IT hosting has always been great in principle, but manufacturing SMEs haven't rushed at it. Now that situation might be changing, says Dom Pancucci
Every good idea in IT ultimately has its day, even if it turns out to be a second coming. This looks like being the case for IT hosting services aimed at SME manufacturers.
Previously, application service provision (ASP) offering remotely served and maintained ERP functionality promised to ease the strain of operating IT and reduce the associated overheads. Yet the ASP proposition did not deliver what the mid-market expected – improved IT efficiencies and cost-effectiveness.
This is now changing: utility computing is taking hold. Utility computing differs from traditional outsourcing: it provides IT on demand and paid for on a per-user basis. Its proponents claim it's an advance on old style outsourcing, with its inflexible contracts.

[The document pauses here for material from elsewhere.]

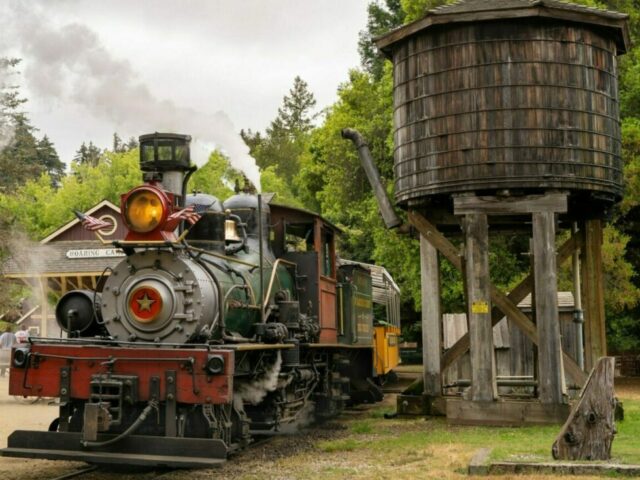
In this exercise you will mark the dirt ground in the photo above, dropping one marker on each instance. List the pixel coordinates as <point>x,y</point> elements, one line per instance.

Computer Software Group (CSG) is one of just a few service suppliers championing variations of the new approach. This company aims its IT services squarely at mid-market manufacturers, and draws on its acquisition of JBS Computer Services and its ERP platform for the software itself. Now called Chorus ERP, that's what sits at the heart of its hosted infrastructure.
Called Applications On Demand (AOD), the service delivers capacity only when required, says Neil St John, Chorus sales manager. Smaller-scale manufacturing companies with little or no IT department can thus benefit from harnessing a serious ERP suite without paying the normal price. St John reckons his company, for example, can deliver IT services on a similar basis to the supply of gas or electricity.

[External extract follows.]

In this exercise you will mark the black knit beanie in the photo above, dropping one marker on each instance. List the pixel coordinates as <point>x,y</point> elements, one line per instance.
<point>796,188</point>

The firm offers a contract that provides a standard amount of disk space and no limits on processing power. User levels can vary over time and CSG takes a granular approach to on-demand billing. Services are delivered via high-speed broadband connections supplied by BT, and the firm has 17 clients using its service.
Significant benefits
There are several advantages: like removing the cost of internal IT, with a once yearly as-used payment instead, and no asset depreciation. Other benefits come from, for example, harnessing a system that supports flexible working and mobility. With password and security clearance, staff at CSG's clients, for instance, can work anywhere. And for mid-sized manufacturers, relatively easy broadband connection does sound attractive.
Manufacturing users include coatings specialist Carrs Products and Caparo Wire. Both say they're pleased with the service. Carrs' former finance director Chris Stockley says it took an open minded approach, but that it's delivering dividends. "The fact that we no longer manage the server means that staff have time to improve the way we use the system rather than fire fighting," he says. He also points to what he describes as an "excellent service" as well as the fixed cost.
Caparo Wire also appears to have gained an edge from its AOD implementation. The company has benefited from easier data downloads, higher visibility and better data analysis. "It was almost as if they had been a fly on the wall in our management meetings and knew what issues were giving us problems," says former Caparo financial director James Chirgwin.
The utility computing ERP model may well catch on where ASP merely nibbled at the edges. Mark Grisdale, commercial director at independent ERP consultancy CCL in Stratford, sees the AOD service as valid, and would consider recommending it to manufacturing users. "The offering works and the company is now better positioned financially. Compared to the depressed balance sheet for JBS, this removes any bar to recommendation," he says.
Decent hosting services for mid-sized manufacturing firms still remain few and far between, but rented ERP software and services at various levels look set to feature more strongly over the next couple of years.